Dental Services See details

Dental services are partially covered by UHC Complete Care AL-5 (HMO-POS C-SNP), featuring preventive care like exams, cleanings, and x-rays with no copay and no coinsurance, and Medicare-covered dental services at a 20% coinsurance and no copay. Orthodontics, restorative services, endodontics, periodontics, prosthodontics, implants, and oral surgery are not covered.

Home Infusion bundled Services See details

Home infusion bundled services are covered by UHC Complete Care AL-5 (HMO-POS C-SNP) with prior authorization required. Medicare Part B insulin drugs require a $35 copay and no coinsurance to 20% coinsurance, while chemotherapy, radiation, and other Part B drugs require no copay and no coinsurance to 20% coinsurance.

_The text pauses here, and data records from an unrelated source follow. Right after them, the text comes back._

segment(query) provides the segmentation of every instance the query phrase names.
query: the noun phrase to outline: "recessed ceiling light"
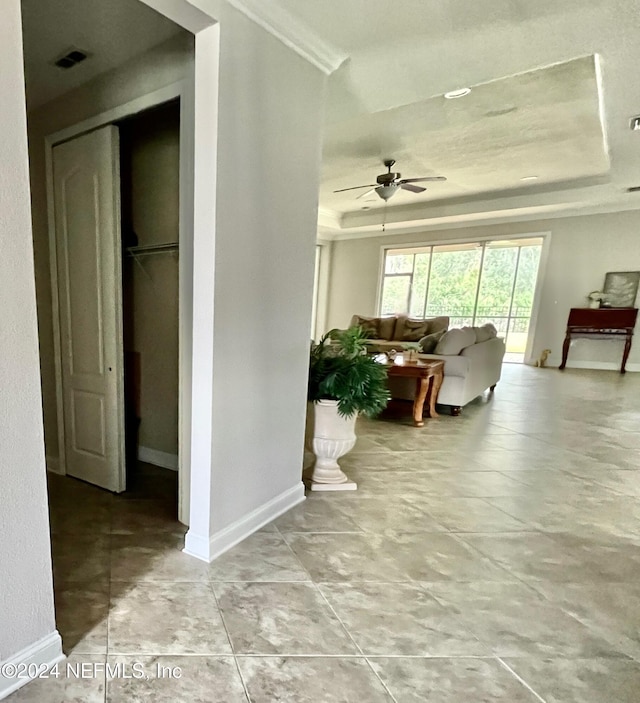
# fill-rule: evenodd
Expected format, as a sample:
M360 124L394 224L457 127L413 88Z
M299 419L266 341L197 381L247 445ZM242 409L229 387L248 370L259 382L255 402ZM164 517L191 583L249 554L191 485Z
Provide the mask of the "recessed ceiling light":
M464 98L465 95L469 95L471 88L458 88L458 90L450 90L448 93L444 94L447 100L455 100L456 98Z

Dialysis Services See details

Dialysis Services are covered under the UHC Complete Care AL-5 (HMO-POS C-SNP) plan with a 20% coinsurance and no copay. Prior authorization is required for these services.

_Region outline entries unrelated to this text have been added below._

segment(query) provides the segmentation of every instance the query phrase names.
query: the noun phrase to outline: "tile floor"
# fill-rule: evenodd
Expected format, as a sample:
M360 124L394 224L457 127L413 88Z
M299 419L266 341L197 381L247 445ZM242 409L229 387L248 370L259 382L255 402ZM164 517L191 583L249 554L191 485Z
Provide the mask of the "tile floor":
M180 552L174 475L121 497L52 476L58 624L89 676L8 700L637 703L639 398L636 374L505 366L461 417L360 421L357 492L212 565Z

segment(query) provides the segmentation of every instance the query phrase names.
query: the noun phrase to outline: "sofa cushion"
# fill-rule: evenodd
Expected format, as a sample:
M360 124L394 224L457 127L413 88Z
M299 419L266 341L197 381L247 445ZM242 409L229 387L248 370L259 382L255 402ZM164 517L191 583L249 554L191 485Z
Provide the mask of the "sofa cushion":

Medical Equipment See details

Medical Equipment benefits are covered by UHC Complete Care AL-5 (HMO-POS C-SNP), including durable medical equipment, prosthetics, and medical supplies, which require a 20% coinsurance and no copay. Diabetic supplies, therapeutic shoes, and inserts are covered with no copay and no coinsurance, though prior authorization is required for these services.

Diagnostic and Radiological Services See details

UHC Complete Care AL-5 (HMO-POS C-SNP) covers diagnostic and radiological services with prior authorization required. Lab services feature no copay and no coinsurance, diagnostic tests require a $50 copay and no coinsurance, and outpatient X-rays cost a $25 copay and no coinsurance, while diagnostic radiological services carry a copay of $0 to $260 with no coinsurance and therapeutic radiological services require a 20% coinsurance and no copay.

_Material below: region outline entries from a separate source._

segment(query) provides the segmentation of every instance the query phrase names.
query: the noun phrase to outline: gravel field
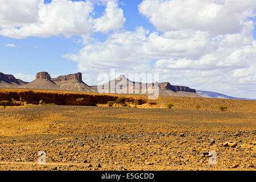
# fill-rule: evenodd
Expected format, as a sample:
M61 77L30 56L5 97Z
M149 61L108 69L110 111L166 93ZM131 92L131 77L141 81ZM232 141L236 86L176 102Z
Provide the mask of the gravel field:
M256 115L178 109L1 107L0 144L0 170L256 170ZM40 151L46 154L44 165L38 163Z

Home Health Services See details

UHC Complete Care AL-5 (HMO-POS C-SNP) covers home health services with no copay and no coinsurance, although prior authorization is required.

Cardiac Rehabilitation Services See details

Cardiac Rehabilitation Services are covered by UHC Complete Care AL-5 (HMO-POS C-SNP) with prior authorization required, though in practice, some services are covered while Cardiac Rehabilitation, Intensive Cardiac Rehabilitation, Pulmonary Rehabilitation, and SET for PAD services are not covered. Because these specific services are not covered, there are no associated copays or coinsurance.

Skilled Nursing Facility (SNF) See details

UHC Complete Care AL-5 (HMO-POS C-SNP) partially covers Skilled Nursing Facility (SNF) services, as additional days beyond Medicare-covered services are not covered. Prior authorization is required, and there is no copay or coinsurance for days 1 to 20, followed by a $218 daily copay and no coinsurance for days 21 to 100.

Other Services See details

UHC Complete Care AL-5 (HMO-POS C-SNP) partially covers Other Services, providing over-the-counter (OTC) items and meal benefits with no copay and no coinsurance. Acupuncture and dual eligible SNPs with highly integrated services are not covered under this plan.